The individual burners are ignited in a lower load range, that is, the minimum possible fuel load for the single burner is from 1% to 30% of the maximum load of the single burner, which is defined by the maximum fuel load at a maximum exit velocity. As a result, the lowest possible amount of synthesis gas is released when the first burner of the gasification reactor is ignited, and the ignition of the burner fuel supplied to the previously ignited burner is reduced by controlling the fuel composition when the second or third burner or the other burners is ignited the following burner added fuel and a gradual increase in the amount of synthesis gas generated and thus a gradual Druckan- rose in comparison to the prior art very small steps almost "infinitely" causes the generated synthesis gas can be supplied to the downstream process stages already in the start-up phase of the gasification reactor.

The amount of synthesis gas generated in the gasification reactor is directly correlated with the fuel load supplied. The minimum load of fuel required for starting up the gasification reactor thus determines the amount of synthesis gas that is released when the gasification reactor is started up.

The fuel gas is supplied via at least one admixing device between the metering vessel and the respective burner of the gasification reactor in the corresponding dense flow conveying line, which is associated with the burner.

Alternatively, the fuel gas can also be performed in parallel to the dense phase conveying line via a fuel gas delivery line in the admixing device and from there in mixture in the burner, the advantage of parallel guidance in a jointly usable by the dense flow conveying line and the fuel gas delivery control unit, as the Lines immediately adjacent to each other.

In the method according to the invention, the Brennstaublast in the dense phase conveying line is controlled by a dust flow control device, which may be, for example, a throttle, a diaphragm or a valve, which is in operative connection with the admixing devices for the fuel gas.

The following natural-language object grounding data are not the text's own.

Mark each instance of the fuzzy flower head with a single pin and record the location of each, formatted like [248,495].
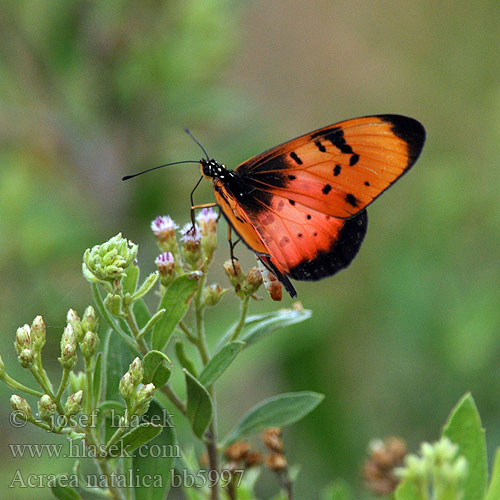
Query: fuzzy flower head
[164,228]
[439,465]
[109,261]
[191,244]
[207,220]
[165,264]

By a control and regulation unit thus the Brennstaubmengen- and fuel gas streams can be adjusted for a burner as a function of each other and in dependence on the Brennstaubmengen- and fuel gas streams of the previously ignited burner. The control can be connected directly to the ignition timing of the individual burners. Advantageously, appropriate measuring devices for determining the gas quantities produced in the gasifier and / or their compositions are provided downstream of the gasification reactor before the downstream process stages and the detected measured values are output to the control and regulation unit. This compares the measured values with the corresponding setpoints and, in the event of a mismatch, adapts the quantities of combustible dust and fuel gas for the burners. The skilled worker knows that a manual adjustment of Brennstaubmengen- and fuel gas streams is also possible.

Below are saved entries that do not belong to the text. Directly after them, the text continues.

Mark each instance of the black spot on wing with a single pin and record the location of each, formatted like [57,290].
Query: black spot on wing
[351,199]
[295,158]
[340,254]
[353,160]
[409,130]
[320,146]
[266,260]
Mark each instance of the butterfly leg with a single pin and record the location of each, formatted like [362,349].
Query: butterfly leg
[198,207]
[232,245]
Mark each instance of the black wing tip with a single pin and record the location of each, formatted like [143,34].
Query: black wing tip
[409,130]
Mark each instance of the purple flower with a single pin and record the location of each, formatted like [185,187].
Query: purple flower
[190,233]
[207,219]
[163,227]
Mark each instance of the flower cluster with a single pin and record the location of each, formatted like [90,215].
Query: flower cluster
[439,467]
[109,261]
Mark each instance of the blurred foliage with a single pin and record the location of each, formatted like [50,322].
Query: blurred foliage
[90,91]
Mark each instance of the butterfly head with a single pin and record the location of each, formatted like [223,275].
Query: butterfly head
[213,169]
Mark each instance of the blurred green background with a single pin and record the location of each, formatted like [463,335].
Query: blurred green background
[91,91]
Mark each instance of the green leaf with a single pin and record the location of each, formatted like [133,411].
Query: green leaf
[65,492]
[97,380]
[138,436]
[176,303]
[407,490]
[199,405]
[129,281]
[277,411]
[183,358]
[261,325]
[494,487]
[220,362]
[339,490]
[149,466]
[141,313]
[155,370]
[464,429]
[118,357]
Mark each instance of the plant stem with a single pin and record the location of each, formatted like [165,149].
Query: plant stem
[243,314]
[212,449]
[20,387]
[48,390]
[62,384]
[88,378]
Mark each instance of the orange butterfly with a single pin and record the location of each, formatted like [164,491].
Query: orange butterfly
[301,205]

In this way, the increase in the amount of synthesis gas generated during startup of the gasification reactor can be carried out stepwise after ignition of the first burner and the other burner in optimally minimized stages by the fuel mixture of the. By controlling the Brennstaubmengen- and fuel gas streams for the burner previously ignited burner after ignition of other burners in terms of mass flow and / or composition is adjusted.

The inventive method for starting is particularly suitable for large gasification reactors. The term "large gasification reactor" refers to gasifiers with a capacity above 200 MW, for example a 400 MW gasification reactor, and also carburetors with 500 MW technical application.Theoretically, the process according to the invention can also be applied to gasification reactors with outputs of 1,000 MW and 1,500 MW become.

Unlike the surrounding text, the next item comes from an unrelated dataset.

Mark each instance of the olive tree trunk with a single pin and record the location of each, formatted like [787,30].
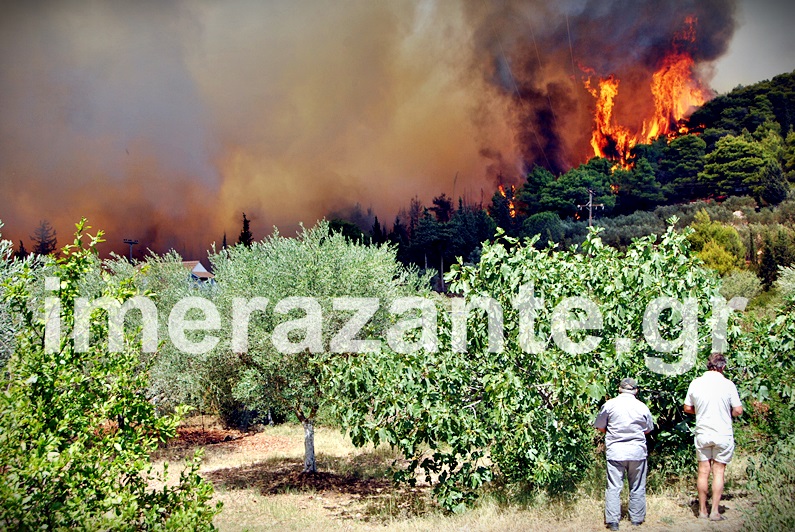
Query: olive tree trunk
[309,447]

A lower load range of such a large gasification reactor with, for example, 400 MW power is therefore at the minimum exit velocity, which is 3 m / s, 40 t / h fuel load. This corresponds to about 60% of the maximum fuel load, which can pass through this gasification reactor, namely 65 t / h, which is achievable with a maximum exit velocity of 8 m / s.

If this reactor according to the prior art with 60% of Maximum load, so started at 40 t / h fuel load, this means a directly released synthesis gas amount of 60,000 Nm ³ / h. With the inventive method for starting, however, in which a single burner is charged in its lower load range up to 30% of the maximum load for the single burner, with the example equipped with 3 single burners 400 MW gasification reactor when igniting the first burner a maximum of only 20,000 Nm ³ / h of synthesis gas free. Successively, the amount of synthesis gas is then increased to 40,000 Nm ³ / h with ignition of the second burner, which releases 20,000 Nm ³ / h of synthesis gas analogously and with ignition of the third burner to 60,000 Nm ³ / h, if each individual burner is operated at minimum load, what then corresponds to the minimum load of the gasification reactor of 60,000 Nm ³ / h. Now, by changing the composition of the fuel load, the total load can be increased up to the rated power. According to the example of a 400 MW gasification reactor with 3 burners, the incremental increase in the amount of synthesis gas can be further reduced by using four or more burners, so that the amount of syngas released per burner is one quarter or a fraction of the minimum load of the gasification reactor. Thus, a "quasi-continuous" startup of the gasification reactor can be achieved approximately.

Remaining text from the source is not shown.